After creating a new Arfitact Estimator Project, select the project and navigate to the Analysis Settings tab. From here, each locus may be individually analyzed to create a new Artifact Estimator Equation Set. During analysis, runs are only used if they are determined to be mono-allelic, that is, there is only one primary peak.

Parameter Description
Max Secondary Relative Peak Height Used to determine mono-allelic runs. A run is mono-allelic if all secondary peaks have a relative peak height less than Max Secondary Relative Peak Height
Min Artifact Peak Frequency Minimum number of peaks that must be present in a relative distance class before an Artifact Estimator Equation Set is generated.

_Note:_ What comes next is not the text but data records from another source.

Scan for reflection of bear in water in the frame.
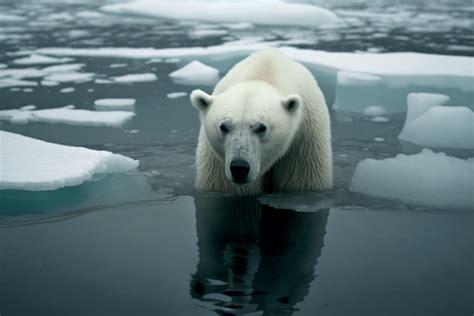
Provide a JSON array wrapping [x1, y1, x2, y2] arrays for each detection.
[[191, 197, 328, 315]]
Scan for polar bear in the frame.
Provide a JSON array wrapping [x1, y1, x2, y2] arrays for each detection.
[[190, 49, 332, 195]]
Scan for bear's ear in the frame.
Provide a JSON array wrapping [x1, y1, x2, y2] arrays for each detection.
[[191, 89, 214, 111], [281, 94, 303, 112]]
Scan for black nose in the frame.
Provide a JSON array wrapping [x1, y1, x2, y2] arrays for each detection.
[[230, 160, 250, 183]]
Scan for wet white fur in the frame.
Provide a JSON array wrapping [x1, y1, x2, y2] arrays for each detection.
[[191, 49, 332, 195]]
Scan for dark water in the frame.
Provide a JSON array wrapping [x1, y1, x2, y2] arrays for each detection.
[[0, 1, 474, 316]]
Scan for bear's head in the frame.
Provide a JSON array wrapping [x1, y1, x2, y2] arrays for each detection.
[[191, 81, 303, 184]]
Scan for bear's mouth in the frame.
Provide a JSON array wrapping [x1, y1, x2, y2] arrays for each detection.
[[229, 159, 250, 185]]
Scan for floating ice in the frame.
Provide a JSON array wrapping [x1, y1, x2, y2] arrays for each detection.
[[363, 105, 386, 116], [20, 104, 36, 111], [13, 54, 72, 65], [166, 92, 188, 99], [0, 13, 26, 24], [94, 98, 135, 112], [36, 42, 272, 59], [36, 42, 474, 84], [333, 70, 385, 115], [0, 78, 38, 88], [0, 131, 138, 191], [109, 64, 128, 68], [112, 73, 158, 83], [59, 87, 76, 93], [370, 116, 390, 123], [41, 80, 59, 87], [76, 11, 104, 19], [41, 64, 85, 74], [398, 93, 474, 149], [101, 1, 341, 27], [0, 107, 135, 127], [223, 22, 254, 31], [31, 45, 474, 113], [188, 30, 228, 39], [280, 47, 474, 83], [350, 149, 474, 209], [44, 72, 94, 82], [0, 68, 45, 79], [170, 60, 219, 84]]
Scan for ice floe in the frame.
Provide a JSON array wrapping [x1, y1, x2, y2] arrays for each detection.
[[94, 98, 135, 112], [0, 107, 135, 127], [188, 30, 228, 39], [0, 131, 138, 191], [0, 13, 26, 24], [350, 149, 474, 209], [59, 87, 76, 93], [101, 1, 341, 27], [44, 72, 94, 82], [166, 92, 188, 99], [41, 64, 85, 74], [0, 78, 38, 88], [363, 105, 386, 116], [30, 41, 474, 113], [0, 63, 90, 88], [398, 93, 474, 149], [13, 54, 73, 65], [169, 60, 219, 84], [112, 73, 158, 83], [36, 42, 272, 59]]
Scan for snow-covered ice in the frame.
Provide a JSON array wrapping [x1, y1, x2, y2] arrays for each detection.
[[166, 92, 188, 99], [59, 87, 76, 93], [44, 72, 94, 82], [0, 13, 26, 24], [332, 70, 385, 115], [170, 60, 219, 84], [41, 80, 59, 87], [41, 64, 86, 74], [363, 105, 386, 116], [188, 30, 228, 39], [0, 107, 135, 127], [20, 104, 36, 111], [112, 73, 158, 83], [370, 116, 390, 123], [32, 42, 273, 61], [398, 93, 474, 149], [13, 54, 73, 65], [0, 131, 138, 191], [101, 0, 341, 27], [350, 149, 474, 209], [94, 98, 135, 112], [0, 78, 38, 88]]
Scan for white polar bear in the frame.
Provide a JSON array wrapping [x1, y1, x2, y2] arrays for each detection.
[[191, 49, 332, 195]]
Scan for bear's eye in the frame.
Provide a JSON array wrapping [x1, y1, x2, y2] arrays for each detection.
[[219, 123, 229, 134], [255, 124, 267, 134]]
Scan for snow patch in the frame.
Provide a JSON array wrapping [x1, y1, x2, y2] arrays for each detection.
[[94, 98, 135, 112], [101, 0, 341, 27], [349, 149, 474, 208], [13, 54, 73, 65], [0, 131, 138, 191], [398, 93, 474, 149], [363, 105, 386, 116], [112, 73, 158, 83], [166, 92, 188, 99], [169, 60, 219, 84], [0, 106, 135, 127], [0, 13, 26, 24]]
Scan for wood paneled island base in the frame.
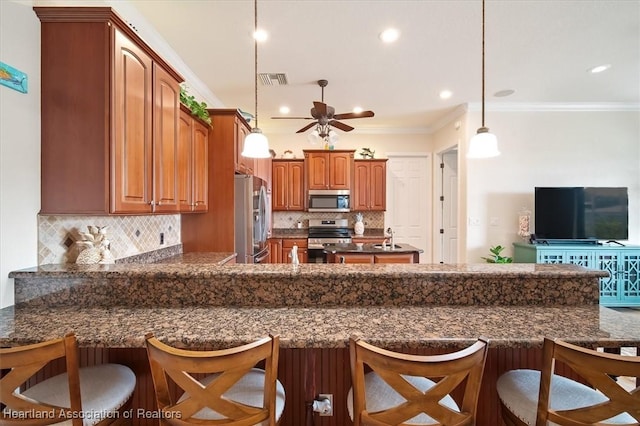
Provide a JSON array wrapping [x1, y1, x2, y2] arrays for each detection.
[[6, 264, 640, 426]]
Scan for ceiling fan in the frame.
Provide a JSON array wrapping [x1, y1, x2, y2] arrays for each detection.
[[271, 80, 374, 138]]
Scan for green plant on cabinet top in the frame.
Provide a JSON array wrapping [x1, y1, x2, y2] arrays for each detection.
[[482, 245, 513, 263], [180, 85, 211, 125]]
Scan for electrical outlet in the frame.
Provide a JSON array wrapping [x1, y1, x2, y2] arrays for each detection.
[[318, 393, 333, 416]]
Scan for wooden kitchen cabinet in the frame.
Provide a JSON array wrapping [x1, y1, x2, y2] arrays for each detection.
[[272, 159, 304, 211], [34, 7, 183, 215], [180, 109, 249, 253], [235, 117, 256, 175], [282, 238, 309, 263], [178, 105, 209, 213], [351, 159, 387, 211], [303, 150, 355, 189]]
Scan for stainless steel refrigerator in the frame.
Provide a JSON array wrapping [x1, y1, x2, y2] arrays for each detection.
[[235, 175, 269, 263]]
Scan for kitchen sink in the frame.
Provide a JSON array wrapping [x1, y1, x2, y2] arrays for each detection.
[[373, 244, 401, 250]]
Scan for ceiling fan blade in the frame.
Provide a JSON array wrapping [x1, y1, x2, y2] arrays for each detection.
[[311, 101, 327, 117], [271, 117, 314, 120], [296, 121, 317, 133], [333, 111, 374, 120], [329, 120, 353, 132]]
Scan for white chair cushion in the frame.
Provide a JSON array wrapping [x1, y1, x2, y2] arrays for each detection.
[[22, 364, 136, 426], [178, 368, 285, 425], [497, 370, 635, 425], [347, 372, 460, 425]]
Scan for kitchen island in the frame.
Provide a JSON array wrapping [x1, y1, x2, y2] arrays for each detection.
[[0, 254, 640, 426], [324, 240, 423, 264]]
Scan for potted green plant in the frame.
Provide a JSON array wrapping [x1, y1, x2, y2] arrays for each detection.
[[482, 245, 513, 263], [180, 86, 211, 125]]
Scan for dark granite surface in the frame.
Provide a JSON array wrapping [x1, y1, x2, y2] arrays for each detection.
[[270, 228, 309, 239], [0, 306, 640, 348], [5, 253, 640, 348], [324, 243, 423, 254], [10, 262, 607, 308]]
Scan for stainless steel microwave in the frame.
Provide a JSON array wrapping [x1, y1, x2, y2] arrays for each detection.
[[308, 189, 351, 212]]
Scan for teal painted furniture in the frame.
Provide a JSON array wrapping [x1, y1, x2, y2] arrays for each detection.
[[513, 243, 640, 307]]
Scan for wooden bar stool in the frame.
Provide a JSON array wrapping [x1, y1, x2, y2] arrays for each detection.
[[347, 338, 488, 426], [497, 338, 640, 426], [146, 333, 285, 426], [0, 333, 136, 426]]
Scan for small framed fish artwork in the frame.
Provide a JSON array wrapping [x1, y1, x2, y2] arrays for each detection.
[[0, 62, 28, 93]]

Artifact Estimator Equation Set

After analyzing peaks for a given locus, a set of equations are created that describe the relationship of the primary peak to the identified artifact peak classes, where each class is a discrete distance from the primary peak. Within each class, there may be one or more linear regressions that describe the relationship as a function of the base size of the primary peak. There are 4 main methods for generating linear regressions:

Method Description
Least Squares Regression (LSR) Minimizes the residual sum of squares between observed response and response predicted
Theil-Sen Regression (TSR) Non-parametric method, median-based estimator that is more robust to outliers. Default estimator used
Random Sampling Consensus (RANSAC) Iterative algorithm that is robust to outliers. Partitions peaks into inliers and outliers, uses only inliers to generate model. Provides very tight estimates of artifact, however is erratic when little data is available
No Slope Estimate is the mean of the data

Sometimes the relationship between the primary peak and the artifact peak does not follow a strictly linear relationship, and is better represented by multiple linear segments as represented above. A possible biological explanation for this is the presence of in-dels within the sequence that impact amplification dynamics. Breakpoints may be added by double-clicking on the panel at the point you wish to add a breakpoint to accommodate these different regions. If an artifact estimator equation set does not appear to be accurate, it can be simply deleted. A global artifact estimator equation set is also generated for every marker that attempts to identify low level artifacts that appear but do not have a relationship to a primary peak.